Lavíhn, anarquismo en el Vaticano.
¿Qué será lo próximo: democracia en Wall Street? ¿Derechos Humanos en el complejo militar-industrial? ¿Integridad en el gobierno de progreso?
La iglesia antes de Constantino no estaba sin jerarquias, tenia lideres aparte del papa de Roma y los patriarcas ya existian los presbiteros y diaconos.
Lo que intento destacar, amigo Gonzalo, es que la conversión al cristianismo del emperador Constantino marca un antes y un después. Antes, los cristianos eran perseguidos y no tenían nada que ver con el poder. Después, se inicia la identificación iglesia estado y de aquellos polvos estos lodos.
Un saludo
Me parece que a este artículo le ocurre lo mismo que critica: se fija en un aspecto y se pasa de frenada a la hora de proponer a donde va… Es cierto que hay cosas que reformar en la Iglesia, pero la solución no es la absoluta autonomía del individuo…
Es cierto que Jesucristo le dijo a la adúltera que Él no la condenaba, pero también es cierto (y se le olvida comentarlo al autor en este artículo) que también le dice «Vete y no peques más». No vale coger solo la parte que nos interesa de las cosas y defender una posición como si el resto de cosas no existieran…
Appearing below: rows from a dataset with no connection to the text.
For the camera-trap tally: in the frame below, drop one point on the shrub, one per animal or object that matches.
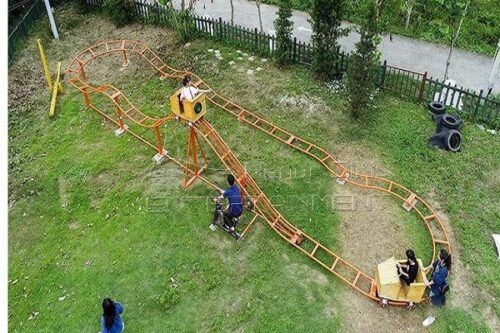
(326, 20)
(121, 12)
(363, 65)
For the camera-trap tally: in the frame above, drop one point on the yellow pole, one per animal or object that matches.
(44, 63)
(56, 88)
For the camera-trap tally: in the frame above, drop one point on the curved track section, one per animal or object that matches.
(363, 283)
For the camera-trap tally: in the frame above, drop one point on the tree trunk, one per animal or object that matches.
(257, 2)
(454, 40)
(232, 12)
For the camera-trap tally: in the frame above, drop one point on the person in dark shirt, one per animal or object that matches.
(438, 283)
(111, 322)
(408, 271)
(235, 207)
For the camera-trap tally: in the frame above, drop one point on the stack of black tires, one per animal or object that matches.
(448, 127)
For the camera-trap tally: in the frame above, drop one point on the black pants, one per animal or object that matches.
(228, 218)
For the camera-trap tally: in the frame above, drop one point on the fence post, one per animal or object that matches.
(221, 33)
(382, 79)
(295, 49)
(476, 110)
(422, 87)
(256, 39)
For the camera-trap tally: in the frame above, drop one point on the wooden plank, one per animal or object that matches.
(335, 263)
(314, 250)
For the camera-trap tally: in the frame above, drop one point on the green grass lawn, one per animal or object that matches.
(91, 216)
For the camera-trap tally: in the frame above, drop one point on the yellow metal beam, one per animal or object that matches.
(56, 88)
(44, 64)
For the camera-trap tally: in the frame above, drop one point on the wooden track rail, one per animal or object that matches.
(300, 240)
(347, 272)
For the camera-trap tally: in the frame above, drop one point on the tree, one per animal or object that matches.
(364, 62)
(284, 27)
(182, 20)
(232, 11)
(457, 10)
(326, 20)
(257, 3)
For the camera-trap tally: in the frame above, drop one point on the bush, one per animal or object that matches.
(364, 65)
(326, 21)
(121, 12)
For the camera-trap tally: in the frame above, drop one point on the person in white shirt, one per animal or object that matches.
(189, 92)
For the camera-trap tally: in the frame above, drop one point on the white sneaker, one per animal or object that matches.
(428, 321)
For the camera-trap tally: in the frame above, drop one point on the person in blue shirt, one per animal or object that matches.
(438, 284)
(111, 322)
(235, 207)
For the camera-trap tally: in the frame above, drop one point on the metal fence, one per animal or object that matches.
(406, 83)
(19, 31)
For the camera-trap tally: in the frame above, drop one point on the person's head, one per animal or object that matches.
(445, 258)
(186, 80)
(410, 254)
(109, 311)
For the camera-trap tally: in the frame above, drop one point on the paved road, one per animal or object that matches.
(468, 69)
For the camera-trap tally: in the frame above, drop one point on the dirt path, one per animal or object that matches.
(372, 232)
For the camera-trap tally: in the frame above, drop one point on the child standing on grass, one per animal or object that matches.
(438, 284)
(111, 322)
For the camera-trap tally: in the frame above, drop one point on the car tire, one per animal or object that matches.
(453, 140)
(436, 107)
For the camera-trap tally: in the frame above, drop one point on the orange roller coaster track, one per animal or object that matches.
(126, 111)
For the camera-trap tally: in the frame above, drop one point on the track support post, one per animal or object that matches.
(162, 153)
(119, 114)
(191, 174)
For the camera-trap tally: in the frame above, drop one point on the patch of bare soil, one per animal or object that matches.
(371, 229)
(371, 232)
(463, 293)
(371, 236)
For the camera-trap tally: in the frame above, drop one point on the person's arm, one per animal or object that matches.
(222, 195)
(118, 308)
(103, 325)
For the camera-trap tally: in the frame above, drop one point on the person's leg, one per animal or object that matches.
(228, 218)
(433, 311)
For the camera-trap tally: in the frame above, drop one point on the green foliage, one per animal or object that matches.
(284, 28)
(364, 65)
(121, 12)
(69, 203)
(479, 32)
(326, 20)
(182, 21)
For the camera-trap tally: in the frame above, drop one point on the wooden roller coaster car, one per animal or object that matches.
(390, 287)
(188, 110)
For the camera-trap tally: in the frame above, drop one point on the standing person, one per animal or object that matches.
(408, 271)
(235, 208)
(111, 322)
(438, 284)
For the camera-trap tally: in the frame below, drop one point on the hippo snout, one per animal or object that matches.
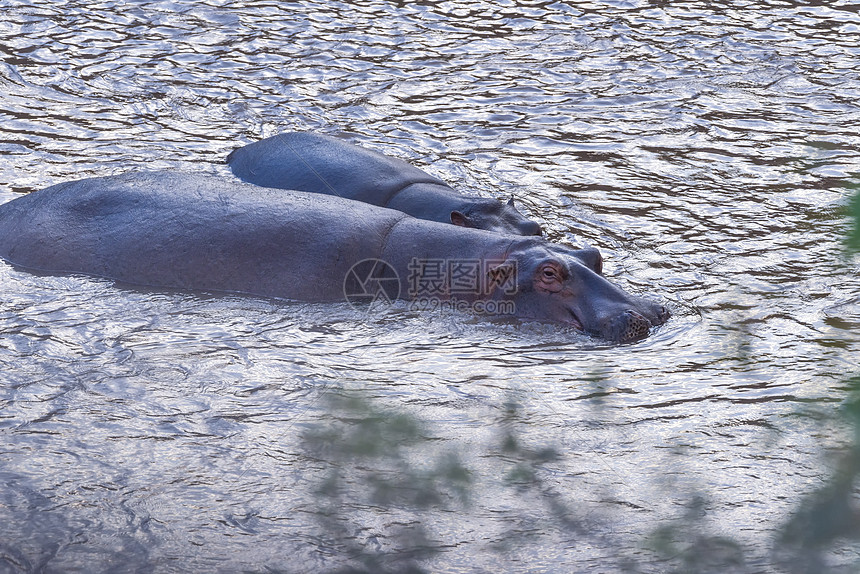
(628, 326)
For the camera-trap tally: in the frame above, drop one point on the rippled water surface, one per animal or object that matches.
(707, 148)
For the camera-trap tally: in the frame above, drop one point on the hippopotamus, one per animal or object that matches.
(324, 164)
(196, 232)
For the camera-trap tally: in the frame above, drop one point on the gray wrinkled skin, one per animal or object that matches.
(324, 164)
(204, 233)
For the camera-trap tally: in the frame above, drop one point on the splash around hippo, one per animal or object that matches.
(204, 233)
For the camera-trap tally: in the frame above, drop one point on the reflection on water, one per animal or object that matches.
(704, 147)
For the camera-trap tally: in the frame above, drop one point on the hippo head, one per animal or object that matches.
(558, 284)
(492, 215)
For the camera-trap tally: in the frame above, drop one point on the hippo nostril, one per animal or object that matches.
(629, 326)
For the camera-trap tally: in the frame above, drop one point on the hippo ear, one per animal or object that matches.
(458, 218)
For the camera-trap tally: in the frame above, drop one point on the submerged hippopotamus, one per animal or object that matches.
(204, 233)
(324, 164)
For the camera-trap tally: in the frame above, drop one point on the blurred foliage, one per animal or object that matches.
(854, 212)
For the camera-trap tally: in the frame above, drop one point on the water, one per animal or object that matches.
(704, 147)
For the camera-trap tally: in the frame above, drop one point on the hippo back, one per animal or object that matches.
(325, 164)
(194, 232)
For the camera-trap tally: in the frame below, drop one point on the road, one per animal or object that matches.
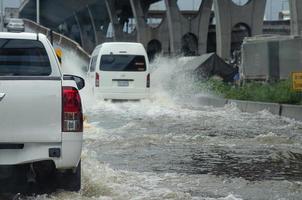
(168, 147)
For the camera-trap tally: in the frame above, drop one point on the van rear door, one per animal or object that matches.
(30, 98)
(124, 73)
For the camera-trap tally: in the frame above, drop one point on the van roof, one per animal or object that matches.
(121, 48)
(120, 43)
(23, 35)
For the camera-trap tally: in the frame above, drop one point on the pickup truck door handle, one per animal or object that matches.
(2, 95)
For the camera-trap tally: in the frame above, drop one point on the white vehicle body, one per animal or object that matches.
(120, 70)
(15, 25)
(31, 108)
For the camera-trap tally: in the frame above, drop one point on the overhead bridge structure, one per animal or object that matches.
(89, 23)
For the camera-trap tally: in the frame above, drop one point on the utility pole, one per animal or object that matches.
(38, 11)
(2, 16)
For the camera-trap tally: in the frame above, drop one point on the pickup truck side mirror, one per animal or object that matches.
(79, 81)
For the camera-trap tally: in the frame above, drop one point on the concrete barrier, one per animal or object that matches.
(240, 104)
(292, 111)
(273, 108)
(212, 101)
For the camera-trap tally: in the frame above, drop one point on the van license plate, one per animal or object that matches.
(123, 83)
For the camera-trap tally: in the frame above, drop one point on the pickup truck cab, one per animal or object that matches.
(41, 120)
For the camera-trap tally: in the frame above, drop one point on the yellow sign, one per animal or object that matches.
(297, 81)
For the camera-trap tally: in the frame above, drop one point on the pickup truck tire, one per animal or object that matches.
(69, 180)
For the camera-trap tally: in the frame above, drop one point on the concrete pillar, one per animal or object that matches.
(174, 25)
(296, 16)
(142, 28)
(203, 21)
(80, 28)
(117, 27)
(228, 14)
(93, 26)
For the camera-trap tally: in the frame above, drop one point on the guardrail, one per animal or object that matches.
(284, 110)
(58, 39)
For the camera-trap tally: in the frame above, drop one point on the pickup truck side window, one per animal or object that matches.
(20, 57)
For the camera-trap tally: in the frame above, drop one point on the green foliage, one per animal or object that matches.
(279, 92)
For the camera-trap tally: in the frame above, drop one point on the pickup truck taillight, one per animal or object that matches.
(148, 81)
(72, 115)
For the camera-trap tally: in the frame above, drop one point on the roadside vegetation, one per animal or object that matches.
(279, 92)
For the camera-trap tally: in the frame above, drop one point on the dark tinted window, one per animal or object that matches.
(23, 58)
(131, 63)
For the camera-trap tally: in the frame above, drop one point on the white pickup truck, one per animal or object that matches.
(41, 120)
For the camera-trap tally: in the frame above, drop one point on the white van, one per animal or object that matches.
(120, 70)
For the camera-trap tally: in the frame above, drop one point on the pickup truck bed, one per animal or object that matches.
(41, 121)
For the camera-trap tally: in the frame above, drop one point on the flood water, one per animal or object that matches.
(168, 147)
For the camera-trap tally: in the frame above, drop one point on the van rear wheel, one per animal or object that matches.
(69, 180)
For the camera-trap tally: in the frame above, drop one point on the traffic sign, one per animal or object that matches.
(297, 81)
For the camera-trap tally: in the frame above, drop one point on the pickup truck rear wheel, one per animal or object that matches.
(70, 180)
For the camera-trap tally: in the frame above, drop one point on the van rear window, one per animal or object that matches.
(130, 63)
(20, 57)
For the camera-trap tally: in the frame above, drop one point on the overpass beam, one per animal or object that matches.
(228, 14)
(117, 27)
(142, 27)
(174, 26)
(296, 17)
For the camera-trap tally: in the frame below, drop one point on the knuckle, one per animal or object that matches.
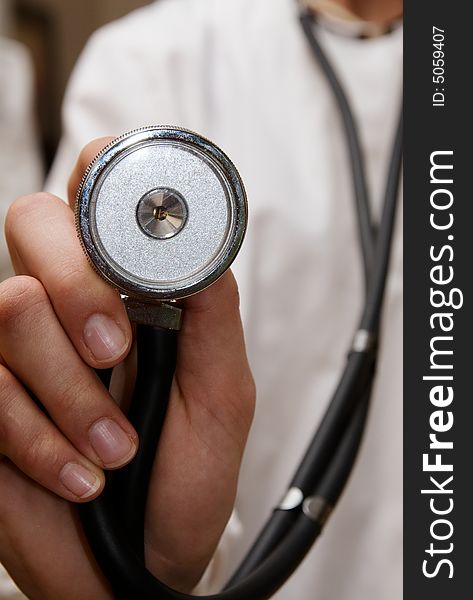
(75, 393)
(19, 295)
(42, 452)
(69, 278)
(7, 403)
(23, 209)
(233, 293)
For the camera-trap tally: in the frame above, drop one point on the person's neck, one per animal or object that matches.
(381, 11)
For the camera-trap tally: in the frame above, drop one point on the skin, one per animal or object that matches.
(42, 314)
(43, 349)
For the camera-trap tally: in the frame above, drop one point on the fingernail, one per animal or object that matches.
(79, 480)
(113, 446)
(104, 338)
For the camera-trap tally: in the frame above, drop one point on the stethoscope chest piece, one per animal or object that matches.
(161, 213)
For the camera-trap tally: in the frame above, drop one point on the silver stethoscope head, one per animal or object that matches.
(161, 213)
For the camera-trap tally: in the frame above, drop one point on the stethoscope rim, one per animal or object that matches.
(102, 264)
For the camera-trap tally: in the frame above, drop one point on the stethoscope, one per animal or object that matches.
(161, 214)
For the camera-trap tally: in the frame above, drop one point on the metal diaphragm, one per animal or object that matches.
(161, 213)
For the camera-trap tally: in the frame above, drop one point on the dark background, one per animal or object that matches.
(428, 129)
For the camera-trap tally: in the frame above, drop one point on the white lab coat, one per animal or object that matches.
(240, 72)
(21, 170)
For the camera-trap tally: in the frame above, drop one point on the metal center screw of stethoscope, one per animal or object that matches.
(162, 213)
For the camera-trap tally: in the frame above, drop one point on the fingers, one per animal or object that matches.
(212, 361)
(35, 445)
(41, 235)
(86, 156)
(39, 353)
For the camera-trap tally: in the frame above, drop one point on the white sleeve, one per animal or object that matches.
(220, 566)
(21, 170)
(105, 97)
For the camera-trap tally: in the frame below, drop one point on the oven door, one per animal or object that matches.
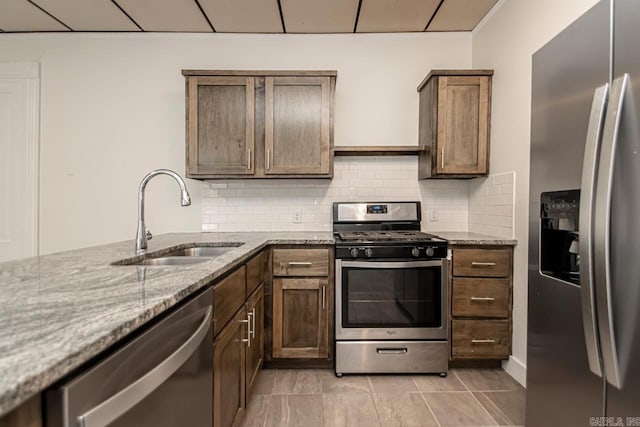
(391, 300)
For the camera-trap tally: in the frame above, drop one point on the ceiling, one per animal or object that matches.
(243, 16)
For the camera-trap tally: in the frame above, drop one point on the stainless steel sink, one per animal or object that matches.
(207, 251)
(173, 260)
(184, 256)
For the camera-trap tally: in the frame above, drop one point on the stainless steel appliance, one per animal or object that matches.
(391, 290)
(163, 378)
(583, 359)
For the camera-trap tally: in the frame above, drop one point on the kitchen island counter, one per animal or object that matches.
(467, 238)
(59, 311)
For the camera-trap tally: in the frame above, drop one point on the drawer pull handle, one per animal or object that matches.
(391, 350)
(324, 297)
(483, 299)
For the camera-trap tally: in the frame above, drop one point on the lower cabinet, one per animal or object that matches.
(238, 349)
(229, 353)
(300, 318)
(481, 294)
(255, 347)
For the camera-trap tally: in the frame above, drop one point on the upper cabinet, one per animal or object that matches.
(259, 124)
(454, 123)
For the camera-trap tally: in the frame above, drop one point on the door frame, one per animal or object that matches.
(29, 73)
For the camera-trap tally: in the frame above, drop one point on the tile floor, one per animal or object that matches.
(314, 397)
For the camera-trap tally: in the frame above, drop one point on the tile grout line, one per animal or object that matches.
(496, 407)
(477, 400)
(430, 410)
(375, 407)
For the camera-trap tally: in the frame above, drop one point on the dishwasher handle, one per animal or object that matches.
(112, 408)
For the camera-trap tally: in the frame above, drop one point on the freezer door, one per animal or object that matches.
(625, 223)
(561, 389)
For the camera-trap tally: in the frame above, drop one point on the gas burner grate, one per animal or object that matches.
(385, 236)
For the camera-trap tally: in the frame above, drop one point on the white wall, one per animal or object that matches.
(505, 41)
(113, 109)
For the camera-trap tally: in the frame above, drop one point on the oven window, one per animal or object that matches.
(394, 297)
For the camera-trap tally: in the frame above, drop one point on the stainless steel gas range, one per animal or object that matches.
(391, 290)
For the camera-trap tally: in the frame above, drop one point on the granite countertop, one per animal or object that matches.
(58, 311)
(466, 238)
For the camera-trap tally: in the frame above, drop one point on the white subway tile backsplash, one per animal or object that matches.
(491, 205)
(481, 205)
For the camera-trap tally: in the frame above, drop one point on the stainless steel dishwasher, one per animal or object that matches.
(162, 378)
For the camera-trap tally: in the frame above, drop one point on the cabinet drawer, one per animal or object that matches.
(481, 262)
(255, 273)
(480, 339)
(228, 297)
(301, 262)
(480, 297)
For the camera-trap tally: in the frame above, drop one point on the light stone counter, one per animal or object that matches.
(58, 311)
(466, 238)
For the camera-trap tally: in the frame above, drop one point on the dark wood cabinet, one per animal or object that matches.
(259, 124)
(255, 347)
(220, 125)
(302, 305)
(297, 125)
(300, 318)
(454, 123)
(238, 347)
(481, 302)
(29, 414)
(229, 371)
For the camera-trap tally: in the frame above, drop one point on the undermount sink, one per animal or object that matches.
(193, 254)
(172, 260)
(205, 251)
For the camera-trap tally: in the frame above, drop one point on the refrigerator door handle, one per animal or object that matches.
(589, 169)
(602, 233)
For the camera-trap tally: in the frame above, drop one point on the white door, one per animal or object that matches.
(19, 124)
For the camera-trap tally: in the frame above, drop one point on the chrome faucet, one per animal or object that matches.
(143, 233)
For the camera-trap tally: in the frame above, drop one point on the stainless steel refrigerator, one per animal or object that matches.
(583, 358)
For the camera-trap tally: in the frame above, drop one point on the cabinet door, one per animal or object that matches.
(229, 352)
(220, 125)
(255, 348)
(463, 125)
(297, 125)
(300, 318)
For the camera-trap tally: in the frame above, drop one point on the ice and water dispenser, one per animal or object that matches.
(559, 235)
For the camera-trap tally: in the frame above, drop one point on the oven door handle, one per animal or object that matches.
(393, 264)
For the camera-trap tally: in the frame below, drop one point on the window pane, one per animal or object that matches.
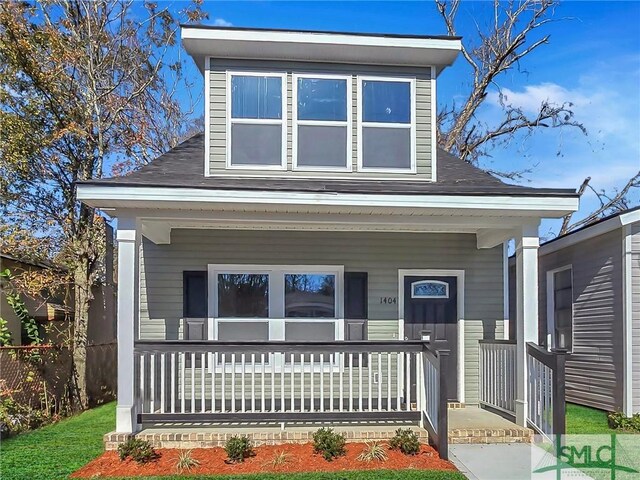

Es cierto, amigo José S, que la lectura termina con el «Vete y no peques más». La inclusión de esa cita en mi artículo tenía como intención destacar que el amor y el perdón son los principales mensajes de Jesús (y del Evangelio) y, sobre todo, que las leyes de los judíos (apedrear a la adultera) se dejan por Jesús en 2º plano si son contrarias al amor. En el Evangelio no estaba previsto que la Iglesia de Jesús de Nazaret («sobre esta piedra edificaré mi iglesia») acabara siendo lo que hoy representa la curia vaticana y el entramado de poder, protocolos y burocracia que vertebra la Iglesia Católica de hoy. No dudo de la buena intención de la mayoría de los que hoy dirigen la Iglesia, pero saben (estoy seguro) que sus predecesores se equivocaron y mucho. Las autocriticas («clericalismo» y «constantinismo») y el Sínodo de la sinodalidad son síntomas de que intentan curar la enfermedad. Pero dudo de que estos medicamentos que administran al enfermo sean suficientes siquiera para frenar la infección. Por eso acabo proponiendo la vuelta a la Iglesia primitiva aunque todos sepamos que se trata de una ingenuidad por mi parte. Pero ¿qué solución hay si no? ¿No dijo Jesús que había que tener una fe como la de los niños?